What’s the word today? Certainly not cowardice! Certainly not to hold their hats in their hands, heads bowed! And most certainly to not go on suicide missions, showing bravado unto death!
But what is it that we teach them now?
I’m no longer in the parenting business – my children have children – yet, as a responsible citizen of this country, in this world, I have a need to know what’s out there to build better fences of truth and justice around my children, your children, all our children.
There has got to be some new material being developed that will provide more foolproof protection than what we now have. The admonition to “know your history” worked for a time. Once travelling in groups was a good defense. Then phones were great defensive weapons: “Call me when you arrive safely” or “Call me when you’re leaving so I can time you.”

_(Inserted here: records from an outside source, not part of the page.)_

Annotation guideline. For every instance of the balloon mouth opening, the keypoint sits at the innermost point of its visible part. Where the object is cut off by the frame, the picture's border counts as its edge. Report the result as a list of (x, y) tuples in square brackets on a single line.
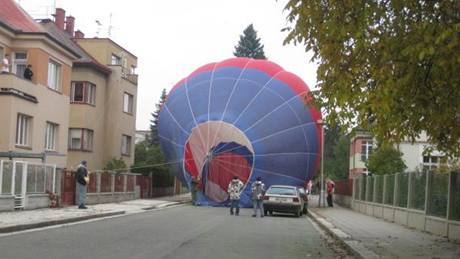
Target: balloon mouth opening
[(215, 152), (223, 163)]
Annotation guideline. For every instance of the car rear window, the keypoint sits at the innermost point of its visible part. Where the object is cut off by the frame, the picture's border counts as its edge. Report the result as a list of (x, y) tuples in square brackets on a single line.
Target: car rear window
[(281, 191)]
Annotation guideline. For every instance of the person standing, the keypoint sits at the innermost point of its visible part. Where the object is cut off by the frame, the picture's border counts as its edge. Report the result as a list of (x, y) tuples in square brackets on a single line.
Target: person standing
[(5, 64), (309, 186), (28, 74), (234, 190), (194, 188), (82, 180), (258, 190), (330, 185)]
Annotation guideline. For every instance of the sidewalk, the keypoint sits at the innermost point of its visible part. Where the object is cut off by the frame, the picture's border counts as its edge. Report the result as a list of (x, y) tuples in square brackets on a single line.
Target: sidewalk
[(371, 237), (27, 219)]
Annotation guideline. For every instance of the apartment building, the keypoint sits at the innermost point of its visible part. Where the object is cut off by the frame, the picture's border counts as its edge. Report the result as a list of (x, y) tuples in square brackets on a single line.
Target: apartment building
[(34, 114), (80, 103), (362, 144)]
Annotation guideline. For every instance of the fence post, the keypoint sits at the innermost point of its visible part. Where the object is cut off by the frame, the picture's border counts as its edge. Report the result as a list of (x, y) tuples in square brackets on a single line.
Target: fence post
[(374, 184), (112, 182), (98, 182), (396, 190), (409, 189), (427, 191), (449, 195), (384, 196), (1, 176), (125, 183)]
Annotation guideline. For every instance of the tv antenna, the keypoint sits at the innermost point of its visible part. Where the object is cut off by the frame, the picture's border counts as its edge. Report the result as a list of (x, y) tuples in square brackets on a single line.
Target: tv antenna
[(99, 24)]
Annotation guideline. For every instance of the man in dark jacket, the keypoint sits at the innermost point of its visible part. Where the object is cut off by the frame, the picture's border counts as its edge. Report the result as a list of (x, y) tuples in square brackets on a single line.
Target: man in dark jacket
[(81, 178), (28, 72)]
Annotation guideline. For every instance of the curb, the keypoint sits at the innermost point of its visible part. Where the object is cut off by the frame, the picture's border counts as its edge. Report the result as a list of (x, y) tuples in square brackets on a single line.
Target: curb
[(56, 222), (354, 246), (165, 205)]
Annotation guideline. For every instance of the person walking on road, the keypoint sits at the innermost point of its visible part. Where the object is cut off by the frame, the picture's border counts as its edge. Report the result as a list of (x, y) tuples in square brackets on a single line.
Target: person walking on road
[(194, 188), (258, 191), (82, 178), (330, 185), (234, 190)]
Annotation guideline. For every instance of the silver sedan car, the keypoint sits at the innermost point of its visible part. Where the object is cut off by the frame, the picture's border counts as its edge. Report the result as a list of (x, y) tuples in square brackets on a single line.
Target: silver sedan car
[(283, 198)]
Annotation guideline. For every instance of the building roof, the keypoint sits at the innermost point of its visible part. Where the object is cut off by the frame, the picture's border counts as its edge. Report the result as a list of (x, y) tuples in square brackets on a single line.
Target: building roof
[(111, 42), (16, 18), (64, 37)]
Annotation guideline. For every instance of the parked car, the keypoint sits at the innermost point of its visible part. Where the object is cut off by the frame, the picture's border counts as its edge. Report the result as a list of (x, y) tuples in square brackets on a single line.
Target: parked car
[(285, 199)]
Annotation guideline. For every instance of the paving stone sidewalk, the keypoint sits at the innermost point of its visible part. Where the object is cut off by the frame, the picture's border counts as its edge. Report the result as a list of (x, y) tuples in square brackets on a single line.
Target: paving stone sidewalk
[(375, 238), (28, 219)]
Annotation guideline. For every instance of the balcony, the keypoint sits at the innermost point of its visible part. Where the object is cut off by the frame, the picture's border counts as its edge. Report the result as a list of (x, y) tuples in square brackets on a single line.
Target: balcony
[(11, 85), (131, 78)]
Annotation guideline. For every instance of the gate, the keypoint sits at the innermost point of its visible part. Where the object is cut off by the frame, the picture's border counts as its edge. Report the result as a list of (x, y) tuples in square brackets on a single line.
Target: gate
[(145, 185), (18, 178), (68, 188), (19, 184)]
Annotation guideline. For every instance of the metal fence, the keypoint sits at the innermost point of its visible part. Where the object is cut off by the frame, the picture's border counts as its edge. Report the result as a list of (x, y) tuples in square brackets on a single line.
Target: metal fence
[(108, 181), (435, 194), (20, 178)]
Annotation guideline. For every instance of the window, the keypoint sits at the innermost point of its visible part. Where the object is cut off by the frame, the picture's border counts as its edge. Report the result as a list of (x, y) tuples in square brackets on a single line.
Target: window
[(20, 63), (51, 136), (125, 145), (366, 150), (81, 139), (431, 162), (53, 75), (128, 103), (23, 130), (116, 60), (83, 92)]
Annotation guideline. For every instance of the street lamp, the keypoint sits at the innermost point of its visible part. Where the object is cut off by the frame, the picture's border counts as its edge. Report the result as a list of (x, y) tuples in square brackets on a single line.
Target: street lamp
[(321, 194)]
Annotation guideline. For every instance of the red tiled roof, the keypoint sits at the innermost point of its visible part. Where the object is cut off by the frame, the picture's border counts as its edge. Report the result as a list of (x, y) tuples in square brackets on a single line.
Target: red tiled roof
[(14, 16)]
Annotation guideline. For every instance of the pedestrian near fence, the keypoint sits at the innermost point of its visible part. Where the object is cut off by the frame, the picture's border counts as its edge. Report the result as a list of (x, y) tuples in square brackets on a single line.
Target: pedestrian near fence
[(258, 191), (82, 179), (234, 191)]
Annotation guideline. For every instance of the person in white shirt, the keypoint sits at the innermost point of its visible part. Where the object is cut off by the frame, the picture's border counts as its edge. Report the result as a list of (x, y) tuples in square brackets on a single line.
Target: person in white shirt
[(234, 190), (5, 64)]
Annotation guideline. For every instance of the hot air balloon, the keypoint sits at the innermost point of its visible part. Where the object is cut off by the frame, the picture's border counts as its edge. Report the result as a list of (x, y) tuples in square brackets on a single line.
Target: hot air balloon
[(240, 117)]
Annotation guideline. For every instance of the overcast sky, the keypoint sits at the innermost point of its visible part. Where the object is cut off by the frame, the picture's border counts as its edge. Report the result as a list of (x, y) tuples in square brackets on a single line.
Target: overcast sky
[(171, 38)]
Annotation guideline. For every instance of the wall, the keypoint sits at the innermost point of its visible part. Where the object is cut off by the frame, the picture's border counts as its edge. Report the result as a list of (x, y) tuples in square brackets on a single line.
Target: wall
[(51, 106), (117, 121), (441, 198), (90, 117)]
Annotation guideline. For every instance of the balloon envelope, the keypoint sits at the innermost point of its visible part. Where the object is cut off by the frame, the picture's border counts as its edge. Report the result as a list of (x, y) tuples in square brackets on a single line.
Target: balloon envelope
[(240, 117)]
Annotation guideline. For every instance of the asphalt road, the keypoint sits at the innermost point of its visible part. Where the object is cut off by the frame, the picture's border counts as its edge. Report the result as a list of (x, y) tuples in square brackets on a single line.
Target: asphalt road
[(179, 232)]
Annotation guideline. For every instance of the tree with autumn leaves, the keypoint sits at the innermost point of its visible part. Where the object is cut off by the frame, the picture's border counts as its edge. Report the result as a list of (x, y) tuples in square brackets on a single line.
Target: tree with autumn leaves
[(392, 67)]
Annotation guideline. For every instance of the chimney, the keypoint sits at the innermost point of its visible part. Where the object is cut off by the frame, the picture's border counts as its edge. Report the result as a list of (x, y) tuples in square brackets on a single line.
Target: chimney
[(59, 17), (79, 34), (69, 24)]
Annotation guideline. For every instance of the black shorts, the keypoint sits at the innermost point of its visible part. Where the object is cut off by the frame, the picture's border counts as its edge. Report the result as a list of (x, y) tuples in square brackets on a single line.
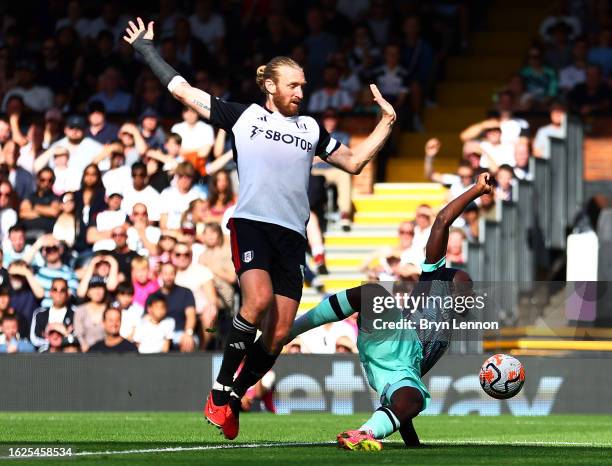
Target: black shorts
[(278, 250)]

A warning or two about pulling up pants, tying shoes and groomed hair helped some; at least I felt relieved about it.
But in-between moments would come when the children, our precious boys, in particular, would slip away and be off on their own, without a defense against sure violation, unto death.
The entire country, including the president of the United States, has weighed in on this matter of the George Zimmerman trial, aka the killing of Trayvon Martin, and, yet, I feel as if I’m on another merry-go-round, moving, spinning but going nowhere safe or sound.
The marchers are on the scene, a necessary and cathartic response that helps heal many. The shouters, pouters and other forms of protestors have taken their seats before the microphones and are wound up for their automatic reactions. Legal minds and moral theorists have positioned themselves before their respective audiences and congregations for the regularly scheduled meetings.
And a new generation of parents is once again pondering: What do we teach our children to keep them safe from harm?